Evaluating the Usability of an HIV Prevention Artificial Intelligence Chatbot in Malaysia: National Observational

Zhao Ni1,2, Sunyoung Oh1, Rumana Saifi3,4

  • 1School of Nursing, Yale University, 400 West Campus Drive, Orange, CT, 06477-3646, United States, 1 2037373039.

JMIR Human Factors
|July 15, 2025
PubMed
Abstract

Insights

A web-based AI chatbot effectively promoted HIV testing among men who have sex with men (MSM) in Malaysia, providing self-testing kits and health information.
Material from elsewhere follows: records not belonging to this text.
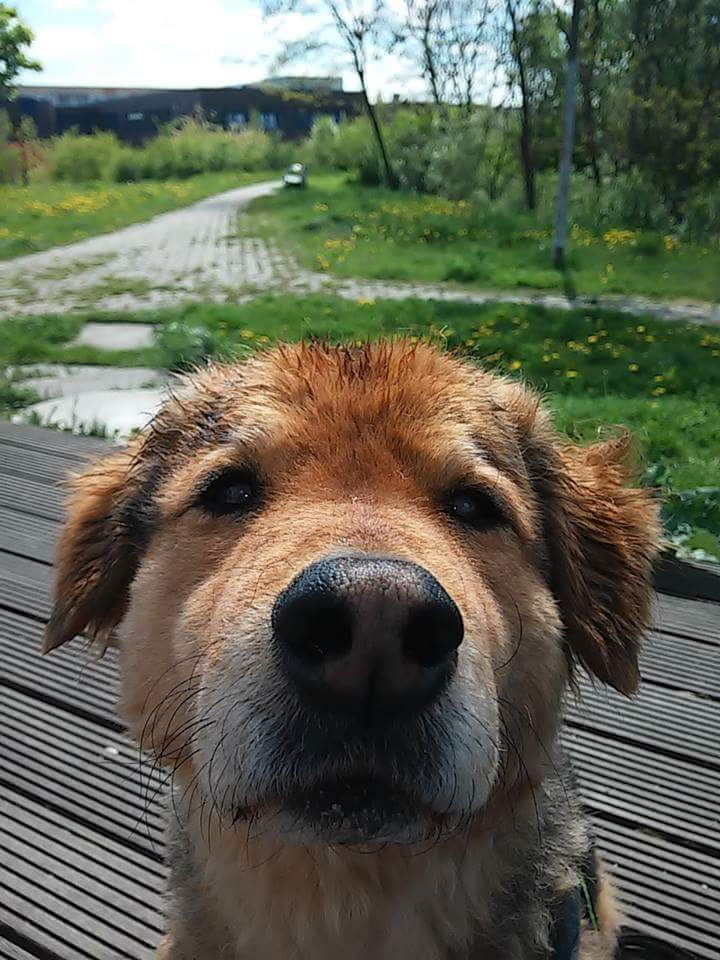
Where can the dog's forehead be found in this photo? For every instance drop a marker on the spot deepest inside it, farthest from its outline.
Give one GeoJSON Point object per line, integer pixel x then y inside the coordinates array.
{"type": "Point", "coordinates": [408, 386]}
{"type": "Point", "coordinates": [335, 403]}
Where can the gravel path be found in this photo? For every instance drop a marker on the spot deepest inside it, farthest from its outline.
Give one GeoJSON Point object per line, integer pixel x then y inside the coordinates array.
{"type": "Point", "coordinates": [195, 254]}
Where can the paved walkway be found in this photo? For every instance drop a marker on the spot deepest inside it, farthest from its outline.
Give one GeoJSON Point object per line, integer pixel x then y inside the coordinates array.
{"type": "Point", "coordinates": [191, 253]}
{"type": "Point", "coordinates": [195, 254]}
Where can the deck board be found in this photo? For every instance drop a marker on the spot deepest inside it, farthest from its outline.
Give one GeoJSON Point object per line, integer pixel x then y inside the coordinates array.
{"type": "Point", "coordinates": [81, 816]}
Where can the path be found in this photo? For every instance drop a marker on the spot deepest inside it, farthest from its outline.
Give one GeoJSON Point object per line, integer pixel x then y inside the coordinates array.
{"type": "Point", "coordinates": [191, 253]}
{"type": "Point", "coordinates": [195, 254]}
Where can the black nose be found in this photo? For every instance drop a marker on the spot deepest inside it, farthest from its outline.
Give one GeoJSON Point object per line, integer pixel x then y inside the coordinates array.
{"type": "Point", "coordinates": [369, 634]}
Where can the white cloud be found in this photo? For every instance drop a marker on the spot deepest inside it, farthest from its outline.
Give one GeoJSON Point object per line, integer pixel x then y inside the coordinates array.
{"type": "Point", "coordinates": [180, 43]}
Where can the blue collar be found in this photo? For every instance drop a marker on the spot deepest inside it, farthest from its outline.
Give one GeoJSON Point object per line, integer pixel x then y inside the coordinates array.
{"type": "Point", "coordinates": [567, 917]}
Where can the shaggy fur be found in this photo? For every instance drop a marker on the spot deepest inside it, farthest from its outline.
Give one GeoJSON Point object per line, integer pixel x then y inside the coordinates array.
{"type": "Point", "coordinates": [354, 451]}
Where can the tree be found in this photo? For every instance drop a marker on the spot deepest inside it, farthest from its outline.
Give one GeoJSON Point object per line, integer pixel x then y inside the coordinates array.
{"type": "Point", "coordinates": [518, 58]}
{"type": "Point", "coordinates": [561, 212]}
{"type": "Point", "coordinates": [15, 39]}
{"type": "Point", "coordinates": [362, 28]}
{"type": "Point", "coordinates": [673, 63]}
{"type": "Point", "coordinates": [448, 38]}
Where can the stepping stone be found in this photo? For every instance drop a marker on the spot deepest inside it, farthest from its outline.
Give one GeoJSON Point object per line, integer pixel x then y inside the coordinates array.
{"type": "Point", "coordinates": [115, 413]}
{"type": "Point", "coordinates": [116, 336]}
{"type": "Point", "coordinates": [55, 380]}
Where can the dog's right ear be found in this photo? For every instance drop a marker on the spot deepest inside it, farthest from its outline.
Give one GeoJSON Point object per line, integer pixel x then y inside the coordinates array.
{"type": "Point", "coordinates": [98, 552]}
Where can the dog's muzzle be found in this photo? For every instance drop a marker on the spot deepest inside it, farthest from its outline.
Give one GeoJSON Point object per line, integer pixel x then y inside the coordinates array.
{"type": "Point", "coordinates": [370, 636]}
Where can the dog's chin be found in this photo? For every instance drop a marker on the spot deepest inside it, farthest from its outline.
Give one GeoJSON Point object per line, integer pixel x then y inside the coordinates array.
{"type": "Point", "coordinates": [359, 812]}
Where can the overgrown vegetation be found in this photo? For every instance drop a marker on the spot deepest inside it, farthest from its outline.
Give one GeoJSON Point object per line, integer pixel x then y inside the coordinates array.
{"type": "Point", "coordinates": [336, 227]}
{"type": "Point", "coordinates": [47, 214]}
{"type": "Point", "coordinates": [184, 149]}
{"type": "Point", "coordinates": [596, 367]}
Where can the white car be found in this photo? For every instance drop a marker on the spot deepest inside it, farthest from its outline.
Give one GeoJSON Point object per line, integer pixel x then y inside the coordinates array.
{"type": "Point", "coordinates": [295, 175]}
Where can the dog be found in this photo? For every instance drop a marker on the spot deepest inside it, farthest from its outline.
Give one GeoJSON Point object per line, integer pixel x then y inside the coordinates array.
{"type": "Point", "coordinates": [350, 587]}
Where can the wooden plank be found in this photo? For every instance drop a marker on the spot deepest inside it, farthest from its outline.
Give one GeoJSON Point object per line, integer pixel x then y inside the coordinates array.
{"type": "Point", "coordinates": [682, 663]}
{"type": "Point", "coordinates": [623, 782]}
{"type": "Point", "coordinates": [82, 770]}
{"type": "Point", "coordinates": [10, 950]}
{"type": "Point", "coordinates": [73, 892]}
{"type": "Point", "coordinates": [670, 721]}
{"type": "Point", "coordinates": [51, 443]}
{"type": "Point", "coordinates": [664, 889]}
{"type": "Point", "coordinates": [687, 578]}
{"type": "Point", "coordinates": [37, 465]}
{"type": "Point", "coordinates": [72, 677]}
{"type": "Point", "coordinates": [699, 619]}
{"type": "Point", "coordinates": [25, 586]}
{"type": "Point", "coordinates": [28, 536]}
{"type": "Point", "coordinates": [31, 497]}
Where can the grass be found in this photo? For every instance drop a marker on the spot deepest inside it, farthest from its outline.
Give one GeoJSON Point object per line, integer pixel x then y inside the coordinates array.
{"type": "Point", "coordinates": [45, 215]}
{"type": "Point", "coordinates": [351, 231]}
{"type": "Point", "coordinates": [596, 366]}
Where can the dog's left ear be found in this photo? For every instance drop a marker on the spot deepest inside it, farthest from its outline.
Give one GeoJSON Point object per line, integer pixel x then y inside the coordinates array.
{"type": "Point", "coordinates": [98, 553]}
{"type": "Point", "coordinates": [602, 536]}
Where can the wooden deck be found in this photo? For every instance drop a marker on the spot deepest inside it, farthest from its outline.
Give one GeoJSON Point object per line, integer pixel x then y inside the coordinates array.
{"type": "Point", "coordinates": [81, 871]}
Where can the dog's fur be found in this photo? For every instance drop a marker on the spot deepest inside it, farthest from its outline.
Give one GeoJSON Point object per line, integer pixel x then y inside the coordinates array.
{"type": "Point", "coordinates": [356, 449]}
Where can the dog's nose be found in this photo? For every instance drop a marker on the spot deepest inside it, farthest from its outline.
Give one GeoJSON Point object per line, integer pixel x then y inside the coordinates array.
{"type": "Point", "coordinates": [370, 634]}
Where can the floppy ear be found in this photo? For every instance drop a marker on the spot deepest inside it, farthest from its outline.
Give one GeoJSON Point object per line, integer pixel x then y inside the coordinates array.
{"type": "Point", "coordinates": [98, 552]}
{"type": "Point", "coordinates": [602, 537]}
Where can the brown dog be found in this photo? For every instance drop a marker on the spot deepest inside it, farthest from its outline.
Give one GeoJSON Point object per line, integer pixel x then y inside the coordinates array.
{"type": "Point", "coordinates": [352, 587]}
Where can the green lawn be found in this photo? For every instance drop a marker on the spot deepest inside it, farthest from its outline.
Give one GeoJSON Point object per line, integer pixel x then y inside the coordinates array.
{"type": "Point", "coordinates": [45, 215]}
{"type": "Point", "coordinates": [353, 231]}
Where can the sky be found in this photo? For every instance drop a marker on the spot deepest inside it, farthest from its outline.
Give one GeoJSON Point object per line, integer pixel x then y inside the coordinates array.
{"type": "Point", "coordinates": [178, 43]}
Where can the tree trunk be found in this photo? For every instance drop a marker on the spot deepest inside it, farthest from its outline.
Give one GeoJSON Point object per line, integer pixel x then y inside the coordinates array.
{"type": "Point", "coordinates": [588, 73]}
{"type": "Point", "coordinates": [526, 154]}
{"type": "Point", "coordinates": [571, 80]}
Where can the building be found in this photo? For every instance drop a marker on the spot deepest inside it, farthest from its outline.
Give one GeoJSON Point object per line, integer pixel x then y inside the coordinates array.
{"type": "Point", "coordinates": [288, 106]}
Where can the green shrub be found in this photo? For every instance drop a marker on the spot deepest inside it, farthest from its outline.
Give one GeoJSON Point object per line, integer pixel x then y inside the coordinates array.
{"type": "Point", "coordinates": [649, 244]}
{"type": "Point", "coordinates": [183, 346]}
{"type": "Point", "coordinates": [80, 158]}
{"type": "Point", "coordinates": [10, 164]}
{"type": "Point", "coordinates": [701, 217]}
{"type": "Point", "coordinates": [128, 166]}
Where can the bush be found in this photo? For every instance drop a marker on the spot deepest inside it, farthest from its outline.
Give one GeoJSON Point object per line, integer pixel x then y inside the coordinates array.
{"type": "Point", "coordinates": [80, 158]}
{"type": "Point", "coordinates": [701, 217]}
{"type": "Point", "coordinates": [128, 166]}
{"type": "Point", "coordinates": [195, 147]}
{"type": "Point", "coordinates": [10, 165]}
{"type": "Point", "coordinates": [649, 244]}
{"type": "Point", "coordinates": [183, 346]}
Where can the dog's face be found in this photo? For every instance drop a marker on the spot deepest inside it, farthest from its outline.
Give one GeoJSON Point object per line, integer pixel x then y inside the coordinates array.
{"type": "Point", "coordinates": [352, 585]}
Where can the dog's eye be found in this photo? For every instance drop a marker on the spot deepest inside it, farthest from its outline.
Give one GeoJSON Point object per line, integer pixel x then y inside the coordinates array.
{"type": "Point", "coordinates": [233, 491]}
{"type": "Point", "coordinates": [474, 508]}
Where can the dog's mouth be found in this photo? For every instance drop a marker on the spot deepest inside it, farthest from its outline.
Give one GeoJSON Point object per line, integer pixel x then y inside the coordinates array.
{"type": "Point", "coordinates": [352, 810]}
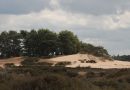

Further development is needed for personalized interactions and integration with healthcare systems.

Area of Science:

  • Digital Health
  • Public Health
  • Artificial Intelligence

Background:

  • Malaysia faces an HIV epidemic primarily transmitted sexually among men who have sex with men (MSM).
  • A web-based AI chatbot was developed to address HIV testing needs in this vulnerable population.

Purpose of the Study:

  • To evaluate the usability of an AI chatbot in promoting HIV testing among MSM in Malaysia.
  • To assess the chatbot's effectiveness in delivering health information and resources.

Main Methods:

  • An observational study involving 334 MSM was conducted from August 2023 to March 2024.
  • Participants were recruited via community outreach and social media; chatbot interactions were documented and analyzed.
  • Data analysis utilized R software based on predefined metrics.

Main Results:

  • The AI chatbot successfully assisted 334 participants, providing HIV self-testing kits, information on HIV and PrEP, and clinic details.
  • Over 393 interactions, the chatbot accurately answered 92.1% of questions about HIV and PrEP.
  • Some interactions (31) involved questions beyond the chatbot's programmed algorithms, leading to unanswered queries.

Conclusions:

  • The AI chatbot demonstrated high usability for delivering HIV self-testing kits and clinical information.
  • Enhancements for personalized health information and integration with healthcare systems are recommended for future AI chatbot implementation.
  • Addressing stigma and discrimination is crucial for effective AI chatbot deployment in community and clinical settings.